In the context of rap this may seem like Busdriver has too many personalities—that his ideals are too tangled to unravel. But once again, they are just an example of his out of control honesty, which manifests as an almost autonomic reflex for Driver even when it bogs down his message (“A verse drowning deep within my flooded lung/ A song dying deep in a pit of my blood and cum”). It’s like an ejaculatory Tourette’s of the soul, or as he’d say, “an overflowing toilet in my heart.”
Though he’s been a force in the L.A. underground scene for decades, there has never been a better time than right now to listen to Busdriver. Not only are his ideas more relevant than ever or his sense of humor in the face of depressing issues more necessary, but the longer social media remains central to our culture and daily lives the more primed we are to digest his maximalist style.

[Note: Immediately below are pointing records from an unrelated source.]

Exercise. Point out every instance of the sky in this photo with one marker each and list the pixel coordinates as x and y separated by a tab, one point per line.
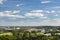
29	12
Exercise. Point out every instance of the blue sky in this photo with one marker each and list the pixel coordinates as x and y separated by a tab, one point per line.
29	12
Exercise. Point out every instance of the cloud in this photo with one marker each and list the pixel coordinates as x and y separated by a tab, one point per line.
44	2
19	5
1	1
16	11
10	14
54	22
34	14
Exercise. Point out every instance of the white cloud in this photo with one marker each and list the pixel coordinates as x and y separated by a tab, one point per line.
16	11
44	2
37	11
34	14
10	14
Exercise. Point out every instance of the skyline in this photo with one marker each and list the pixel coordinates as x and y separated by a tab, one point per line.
29	12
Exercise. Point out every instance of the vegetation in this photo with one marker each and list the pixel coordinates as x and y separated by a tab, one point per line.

His last three releases, Arguments With Dreams, Perfect Hair, and Thumbs are each masterful compilations of thought provoking societal critique, Surrealist comedy, and some gorgeous production that seems to have been plucked straight out of Los Angeles’ verdant garden of beats known as Low End Theory—many of the best of them produced by Driver himself.
There is something even more dazzling, even more aggressively “Busdriver” about these new releases and he knows it, spitting, “Now I just spit hot game ‘til my teeth taste like shell casings,” early in Arguments With Dreams. Without changing what’s at his core, Busdriver continues to evolve into a better and better artist, remaining hip-hop’s reluctant post-modern Marxist—part-Karl, but predominantly Groucho—while deploying his ideas with even more vividness and weight than before. With his head in clouds comprised equally of L.A. smog and laughing gas, but his feet firmly on the relentlessly gentrifying ground, he juggles syllables in one hand and stacks rhymes with the other, daring you to judge him for being different. It’s high time he was judged wisely.